Memorial do Convento
«Entre as diferentes facetas que chamaram a atenção do público e da crítica para este romance, talvez possamos destacar algumas. Desde logo, a sua escrita não só confirmava o insólito «estilo saramaguiano» de transmitir a oralidade através de longos períodos sem nenhum ponto final, mas também articulava agora a linguagem popular com um barroquismo setecentista de elevada qualidade. Depois, o romance era uma inesperada versão ao revés da historiografia oficial dos poderosos, dos feitos militares e das relações político-diplomáticas, incorporando as lições da «nouuelle histoire» e tendo um laivo marxista nos seus anti-heróis do povo miúdo.

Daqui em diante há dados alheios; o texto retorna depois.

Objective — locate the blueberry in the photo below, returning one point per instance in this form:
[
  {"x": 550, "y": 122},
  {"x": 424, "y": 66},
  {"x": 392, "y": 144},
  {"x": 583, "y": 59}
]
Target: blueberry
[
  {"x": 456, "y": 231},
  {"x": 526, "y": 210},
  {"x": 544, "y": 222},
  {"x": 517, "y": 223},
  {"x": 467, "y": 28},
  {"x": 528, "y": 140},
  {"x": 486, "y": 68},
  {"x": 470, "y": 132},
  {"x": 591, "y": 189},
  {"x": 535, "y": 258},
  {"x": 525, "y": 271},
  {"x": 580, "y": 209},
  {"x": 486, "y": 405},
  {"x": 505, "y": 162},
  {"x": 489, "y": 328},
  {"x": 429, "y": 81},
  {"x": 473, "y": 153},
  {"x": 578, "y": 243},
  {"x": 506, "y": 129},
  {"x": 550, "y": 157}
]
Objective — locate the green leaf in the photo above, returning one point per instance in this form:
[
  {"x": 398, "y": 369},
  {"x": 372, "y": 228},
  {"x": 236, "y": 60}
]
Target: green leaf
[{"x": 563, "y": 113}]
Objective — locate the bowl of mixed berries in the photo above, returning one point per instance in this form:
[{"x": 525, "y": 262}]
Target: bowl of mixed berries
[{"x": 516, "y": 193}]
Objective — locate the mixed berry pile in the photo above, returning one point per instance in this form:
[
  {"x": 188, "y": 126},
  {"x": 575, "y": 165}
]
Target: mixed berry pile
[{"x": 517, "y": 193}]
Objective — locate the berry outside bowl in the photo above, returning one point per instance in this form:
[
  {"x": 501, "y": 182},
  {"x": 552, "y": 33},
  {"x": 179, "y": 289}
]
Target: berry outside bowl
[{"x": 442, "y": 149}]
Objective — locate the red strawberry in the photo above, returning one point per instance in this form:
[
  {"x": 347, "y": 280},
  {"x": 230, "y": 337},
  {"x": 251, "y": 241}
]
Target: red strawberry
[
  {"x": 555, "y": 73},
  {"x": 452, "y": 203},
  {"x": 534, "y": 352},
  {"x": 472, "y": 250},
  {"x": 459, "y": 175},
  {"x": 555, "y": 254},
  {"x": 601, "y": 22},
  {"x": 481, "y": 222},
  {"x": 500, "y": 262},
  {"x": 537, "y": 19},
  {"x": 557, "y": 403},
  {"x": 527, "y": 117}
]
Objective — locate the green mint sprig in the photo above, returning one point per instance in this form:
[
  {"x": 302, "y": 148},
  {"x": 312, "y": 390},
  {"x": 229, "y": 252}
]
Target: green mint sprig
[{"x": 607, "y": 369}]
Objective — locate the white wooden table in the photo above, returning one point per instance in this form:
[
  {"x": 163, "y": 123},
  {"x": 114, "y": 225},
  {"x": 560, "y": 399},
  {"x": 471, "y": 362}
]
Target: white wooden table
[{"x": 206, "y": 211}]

A par disso, a narrativa combinava a estória de figuras do povo anónimo com a história da construção do Convento de Mafra, que era assim despojado do seu carácter gélido de obra do regime absolutista para uma certa humanização que os amores, as dificuldades, as alegrias e as tristezas da «arraia-miúda» representada por tais figuras acabavam por trazer para essa edificação que chegou a exigir o trabalho de 50 000 pessoas, muitas delas forçadas pelo despotismo.
Cortesia de ube
As próprias personagens de Baltazar, o soldado maneta, de Blimunda, a filha-prodígio de uma condenada pela Inquisição que se une a Baltazar e tem o poder misterioso de ver através do interior do corpo humano e de Bartolomeu de Gusmão (esta era uma figura histórica que foi um padre heterodoxo e um inventor, estando no romance associado à construção da maquineta voadora da «passarola» e ao aliciamento do casal para a sua arriscada empresa de dar vida a este invento) eram autênticos achados artísticos, tanto assim era que, em certas traduções, o livro se intitulará mesmo «Baltasar and Blimunda» ou «Histoien om Baltasar og Blimunda og den forunderlige Passarola».
Por fim, e quando o «boom» da ficção latino-americana dos Garcia Marquez ou dos Juan Rulfo ainda não se esgotara nos meios literários internacionais, o romance incorporava uma inegável dose de realismo mágico que o aparentava a estes autores, levando assim o cruzamento de aspectos como o engenho voador da «passarola» e as capacidades paranormais de Blimunda com vertentes vincadamente realistas como o duro mundo quotidiano da enorme massa de trabalhadores braçais e artesãos empregue na feitura do convento a maravilhar boa parte dos leitores dessa importante corrente literária que se havia imposto nos mercados culturais dos países desenvolvidos desde a década de 60.
Com a notável excepção da recensão que Álvaro Pina então lhe dedicou nas páginas da revista «Colóquio-Letras», onde escreveu que:
- Surpreendente, não menos do que o inêxito artístico e estético do livro, foi o coro entusiástico de vozes que o louvaram como um grande romance. [...] Penso, no entanto, que qualquer leitura inteligente de «Memorial do Convento» nos faz perceber que o livro por mais interessante que o possamos achar, não chega a ser um romance, será quanto muito um tratamento superficialmente romanceado de materiais históricos. Não fora isso, seria quase um caso de pedir desculpa por se discordar…» (Colóquio-Letras, Novembro de 1983), a crítica literária foi ainda mais veemente em louvores do que no caso de «Levantado do Chão».
Baptista Bastos, que não gostara de «Levantado do Chão», é agora encomiástico:
- «Memorial do Convento é um inusitado achado, um formidável edifício verbal, uma tarefa realizada com humildade e escrúpulo, uma visão prometeica e trágica, uma relação inolvidável entre o homem e a História. E, sobretudo, um acto demiúrgico» (Diário Popular, 7/2/1983).
Nas páginas de O Diário de 6 de Março de 1983, Luís Francisco Rebelo invoca a leitura da obra sob o «império da fascinação», o «estilo incomparável de Saramago» e chama-lhe o mais antigo e o mais moderno dos romances portugueses». No Jornal de Letras, Artes e Ideias de 15 de Fevereiro de 1983, Urbano Tavares Rodrigues classifica-o como «obra de fábrica original e impecável». In Biografia José Saramago, João Marques Lopes, Guerra e Paz Editores, ISBN 978-989-8174-52-9.